Yes, my parents, and my sister, and I came to Washington for the famous—every summer kid has to
do this sometime—visit to Washington. And we drove from Heavener, Oklahoma, to Washington. And we were doing all of the tours, the visits, we came into the Capitol. And we went into Mr. [Carl] Albert’s office, who was then the Whip. And we happened to run into him then,
and he invited us to go to lunch with him. And during that lunch, he’d asked us
what we saw that made an impression upon us. And my impression was that there
were only male Pages, and I asked him about this. And he said, “Well, it’s just kind of
an unspoken rule that we have only boy Pages.” And I, at that age, between sixth and seventh grade,
said, “Well, that’s just not fair.” And so he said, “Well, maybe we can do something about that.”
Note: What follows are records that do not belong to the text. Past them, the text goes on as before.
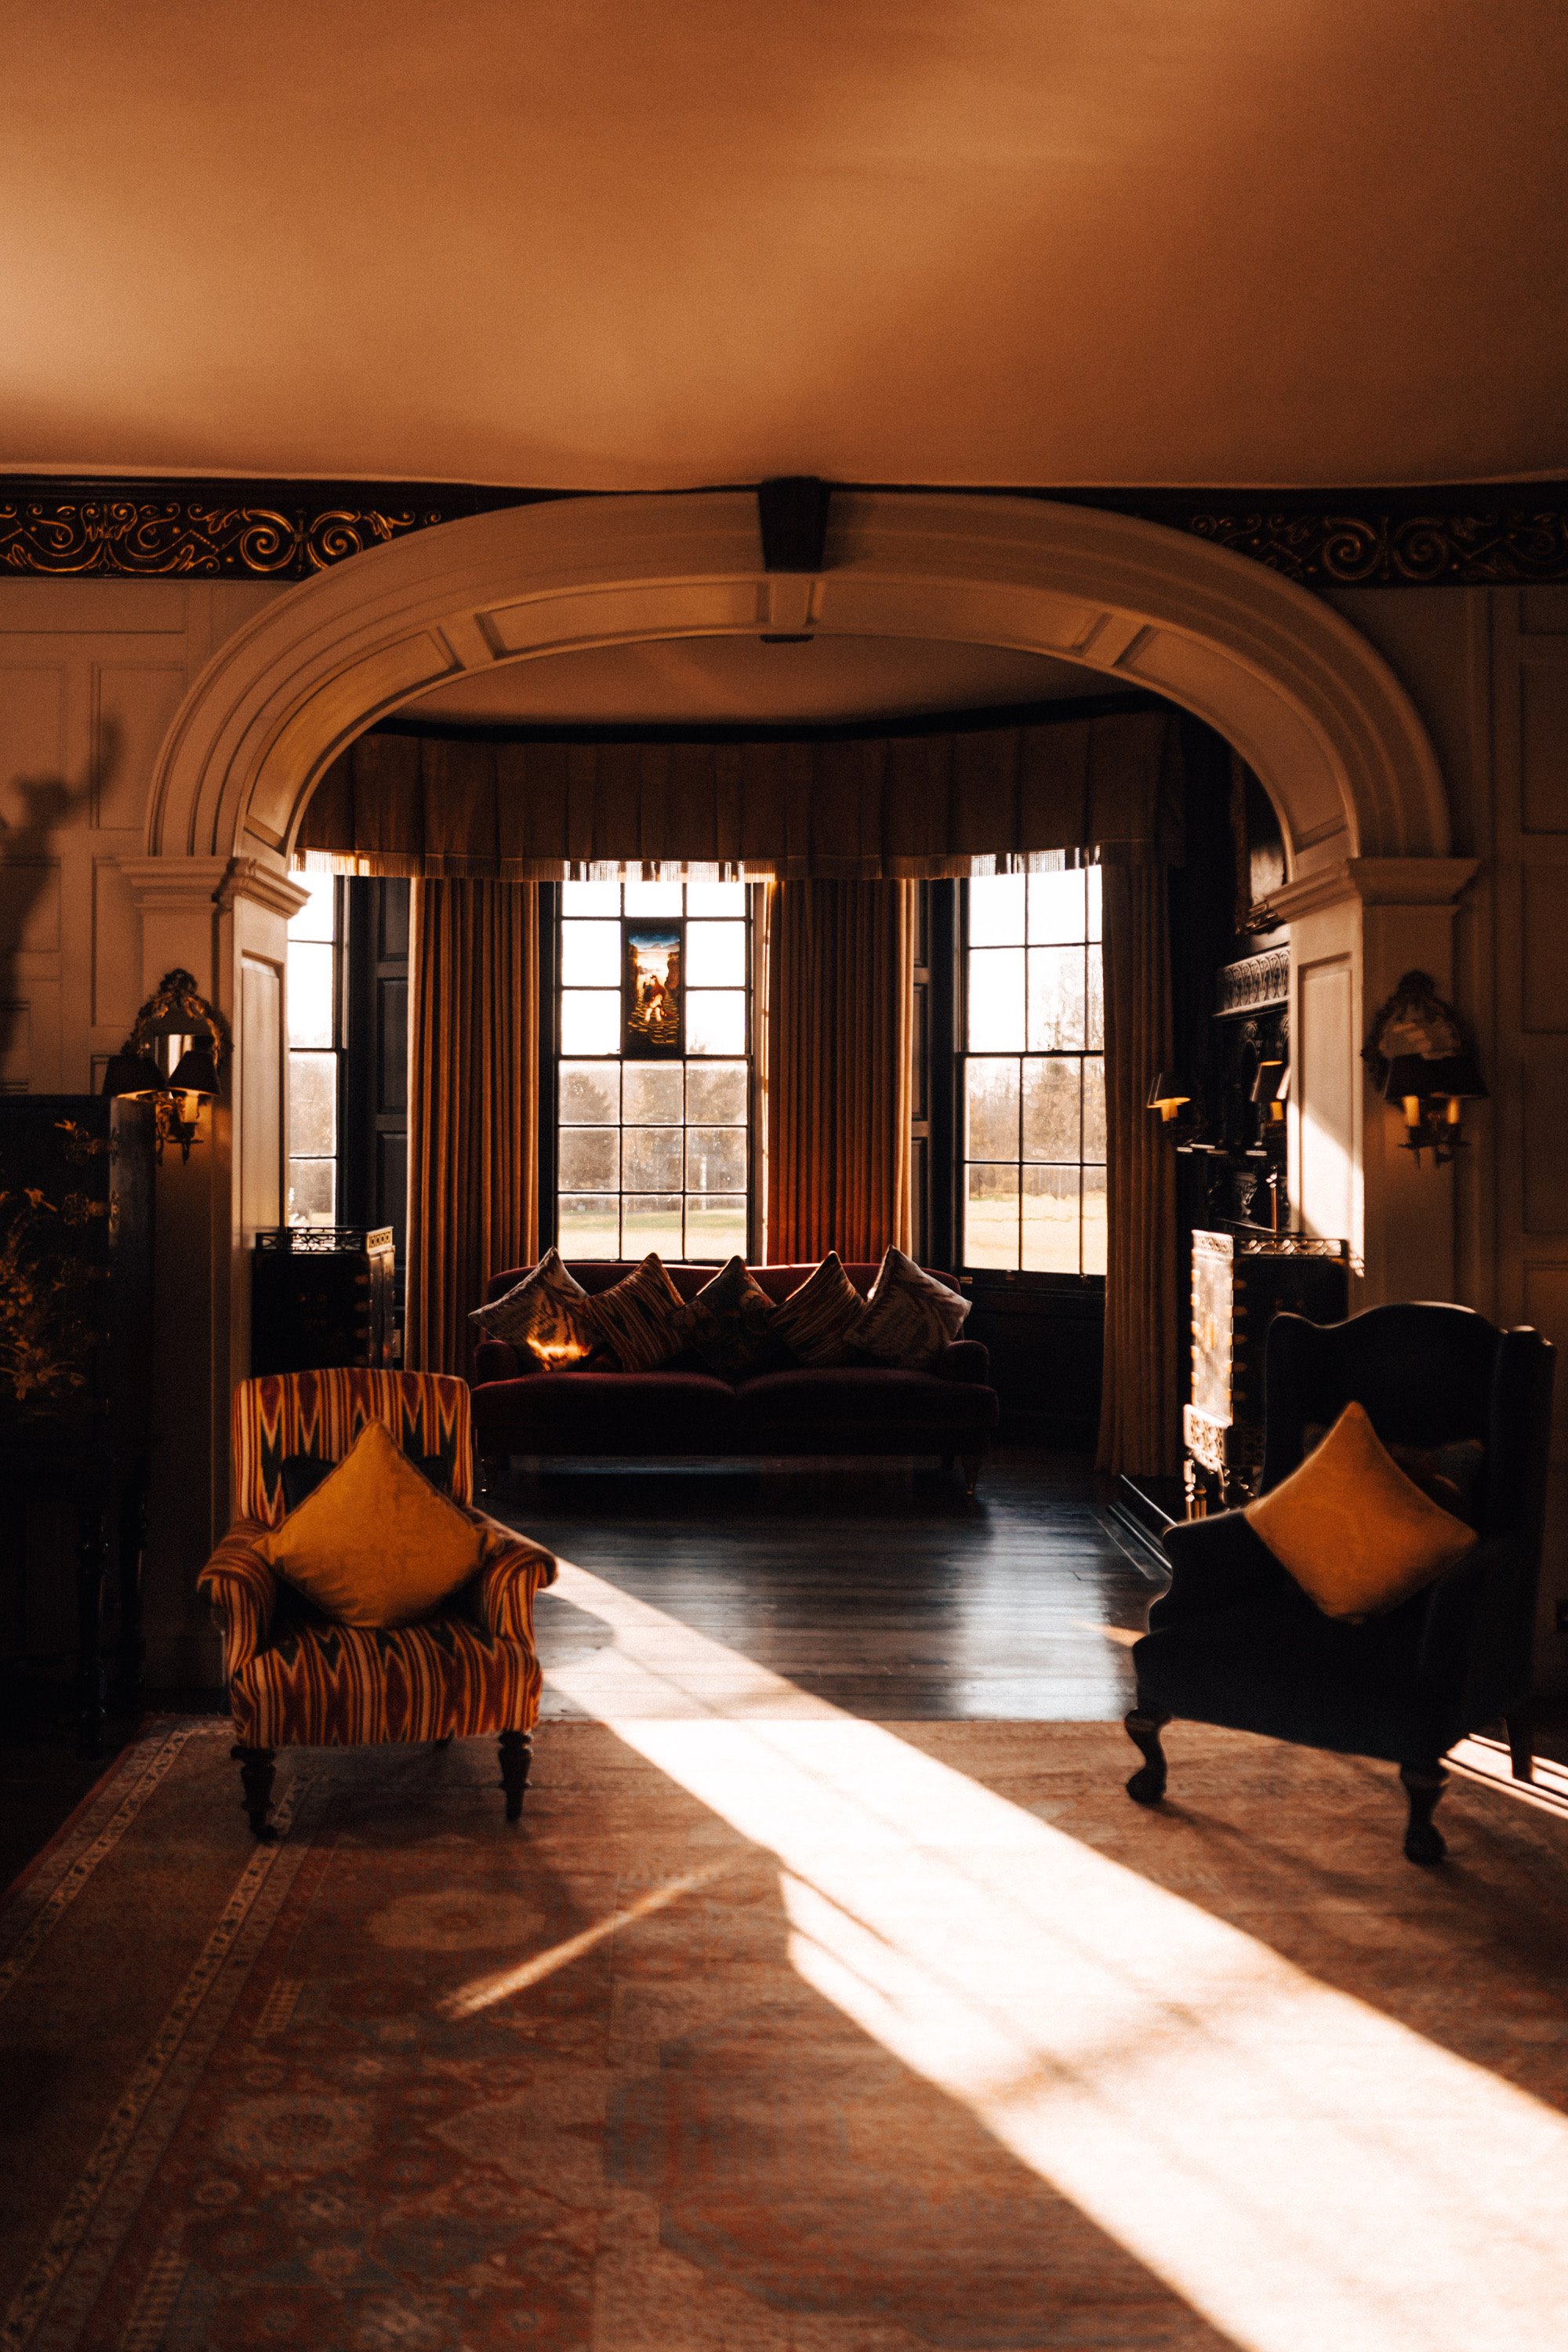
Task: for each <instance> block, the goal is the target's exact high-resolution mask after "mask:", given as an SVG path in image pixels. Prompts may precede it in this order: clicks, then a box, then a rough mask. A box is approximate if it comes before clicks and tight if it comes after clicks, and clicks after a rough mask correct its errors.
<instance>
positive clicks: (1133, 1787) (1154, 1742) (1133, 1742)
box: [1124, 1708, 1171, 1804]
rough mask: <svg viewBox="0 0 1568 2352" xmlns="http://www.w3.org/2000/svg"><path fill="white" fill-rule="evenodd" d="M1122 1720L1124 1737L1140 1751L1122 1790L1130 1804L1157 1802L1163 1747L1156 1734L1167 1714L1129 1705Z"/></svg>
mask: <svg viewBox="0 0 1568 2352" xmlns="http://www.w3.org/2000/svg"><path fill="white" fill-rule="evenodd" d="M1124 1722H1126V1736H1128V1740H1131V1743H1133V1748H1140V1750H1143V1764H1140V1766H1138V1771H1135V1773H1133V1778H1131V1780H1128V1783H1126V1792H1128V1797H1131V1799H1133V1804H1159V1799H1161V1797H1164V1792H1166V1750H1164V1748H1161V1745H1159V1733H1161V1731H1164V1726H1166V1724H1168V1722H1171V1717H1168V1715H1159V1712H1157V1710H1154V1708H1133V1712H1131V1715H1126V1717H1124Z"/></svg>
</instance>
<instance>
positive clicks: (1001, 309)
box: [0, 0, 1568, 489]
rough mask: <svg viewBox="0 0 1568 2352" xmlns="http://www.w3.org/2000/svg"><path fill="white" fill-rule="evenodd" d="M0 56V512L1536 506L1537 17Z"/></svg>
mask: <svg viewBox="0 0 1568 2352" xmlns="http://www.w3.org/2000/svg"><path fill="white" fill-rule="evenodd" d="M2 14H5V78H2V85H0V212H2V219H5V235H2V238H0V468H2V470H92V473H103V470H127V473H134V470H162V473H242V475H244V473H259V475H294V477H308V475H315V477H334V475H336V477H402V480H454V482H487V485H536V487H569V489H661V487H691V485H719V482H752V480H759V477H764V475H776V473H820V475H827V477H835V480H858V482H924V485H943V482H971V485H973V482H985V485H1114V482H1124V485H1356V482H1422V480H1427V482H1434V480H1488V477H1509V475H1540V473H1568V238H1566V235H1563V219H1568V7H1563V0H1488V5H1479V0H1373V5H1368V0H1267V5H1258V0H1180V5H1175V0H1053V5H1041V0H797V5H795V7H776V5H773V0H661V5H658V7H649V5H646V0H536V5H531V7H520V5H517V0H444V5H442V7H430V5H425V0H418V5H414V0H247V5H244V7H212V0H158V5H155V7H115V5H110V0H49V5H47V7H35V5H21V0H5V9H2Z"/></svg>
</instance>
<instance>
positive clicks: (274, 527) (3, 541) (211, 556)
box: [0, 494, 449, 579]
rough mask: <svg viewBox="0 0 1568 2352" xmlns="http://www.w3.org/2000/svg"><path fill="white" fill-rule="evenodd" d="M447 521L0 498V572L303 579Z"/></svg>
mask: <svg viewBox="0 0 1568 2352" xmlns="http://www.w3.org/2000/svg"><path fill="white" fill-rule="evenodd" d="M447 520H449V515H447V513H442V510H440V508H435V506H386V508H381V506H357V508H350V506H336V503H334V506H320V508H310V506H294V508H282V506H237V503H235V506H230V503H226V501H214V499H176V496H167V499H160V496H141V494H139V496H129V499H113V496H101V499H82V496H61V499H52V496H40V499H0V564H2V567H5V569H7V572H24V574H33V576H45V579H310V574H313V572H324V569H327V564H341V562H343V557H348V555H362V553H364V550H367V548H374V546H383V543H386V541H388V539H400V536H402V534H404V532H423V529H428V527H430V524H433V522H447Z"/></svg>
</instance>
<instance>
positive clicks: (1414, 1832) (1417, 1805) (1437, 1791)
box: [1399, 1764, 1448, 1863]
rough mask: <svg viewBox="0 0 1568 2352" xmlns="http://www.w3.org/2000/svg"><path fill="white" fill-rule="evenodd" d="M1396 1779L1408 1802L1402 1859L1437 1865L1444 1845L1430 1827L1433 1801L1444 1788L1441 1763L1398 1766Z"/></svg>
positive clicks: (1433, 1812) (1433, 1826) (1403, 1765)
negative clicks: (1397, 1769)
mask: <svg viewBox="0 0 1568 2352" xmlns="http://www.w3.org/2000/svg"><path fill="white" fill-rule="evenodd" d="M1399 1778H1401V1780H1403V1785H1406V1797H1408V1799H1410V1820H1408V1823H1406V1860H1408V1863H1441V1860H1443V1856H1446V1853H1448V1846H1446V1844H1443V1832H1441V1830H1439V1828H1434V1823H1432V1816H1434V1813H1436V1799H1439V1797H1441V1795H1443V1788H1446V1785H1448V1773H1446V1771H1443V1766H1441V1764H1401V1766H1399Z"/></svg>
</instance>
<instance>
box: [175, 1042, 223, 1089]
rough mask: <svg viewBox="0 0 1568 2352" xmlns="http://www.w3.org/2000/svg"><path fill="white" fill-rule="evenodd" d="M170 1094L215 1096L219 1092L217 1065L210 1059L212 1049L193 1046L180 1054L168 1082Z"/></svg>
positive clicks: (206, 1045)
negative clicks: (173, 1075)
mask: <svg viewBox="0 0 1568 2352" xmlns="http://www.w3.org/2000/svg"><path fill="white" fill-rule="evenodd" d="M169 1091H172V1094H216V1091H219V1065H216V1063H214V1058H212V1047H207V1044H193V1047H188V1051H186V1054H181V1058H179V1063H176V1065H174V1077H172V1080H169Z"/></svg>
So when I went back to school in the fall, I wrote letters to Mr. Albert, and wrote letters to Mr. Albert,
and wrote letters to Mr. Albert, for many years. And finally, one day, when I was just about to graduate
from high school I got a call from Charlie Ward, who was Mr. Albert’s administrative assistant, and he asked me
how I would feel about being the first woman Page. Well, needless to say, I was finally ecstatic about this,
and I said, “Well, I’ll have to ask my parents first.” And he said, “Well, Mr. Albert’s already spoken
to your parents, and it’s okay with them.” So I said, “Absolutely.” So that’s how it began.